As I intend this blog to be a celebration of all things London. This is the first in a series of songs that I associate with London. There are many, if you have suggestions for ones that you would like included, leave a comment and I will give them a listen and look up their links to London!

1 The Lambeth Walk – originally Lupino Lane

The Lambeth Walk is a song from the 1937 musical “Me and My Girl”, a musical about a working class London boy discovering that he is in line to inherit an earldom in Hampshire. Originally sung by Lupino Lane, a popular pre-war comedian, the song became a dance craze and was popular around the world, leading to covers by many of the big bands popular at the time, including Duke Ellington’s and Russ Mogan.

In 1940 The Ministry of Information made a short film of Nazi goose-stepping set to the tune of the Lambeth walk. This was shown in many cinemas, before the main feature, in Allied countries and was hugely popular at the time.

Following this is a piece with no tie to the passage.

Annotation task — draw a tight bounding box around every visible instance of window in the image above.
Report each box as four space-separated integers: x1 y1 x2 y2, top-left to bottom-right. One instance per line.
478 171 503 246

The stage musical was made into a film called The Lambeth Walk in 1939 and this was big hit too. The song was a genuine dance craze in Europe and America, through the Second World War. I recently found a YouTube video demonstrating how to do it. Lambeth Walk is an actual street just south of the Thames, in Lambeth near Vauxhall. It used to host a street market during the week and there used to be a pub on the corner of the street called The Lambeth Walk, but this is now closed. There are still council houses around the area and a small park called Doorstep Green, although it would be regarded as a very posh place to live now. It is where Charlie Chaplin lived as a child. Ian Dury also mentions this street in one of his songs “This is what we find”.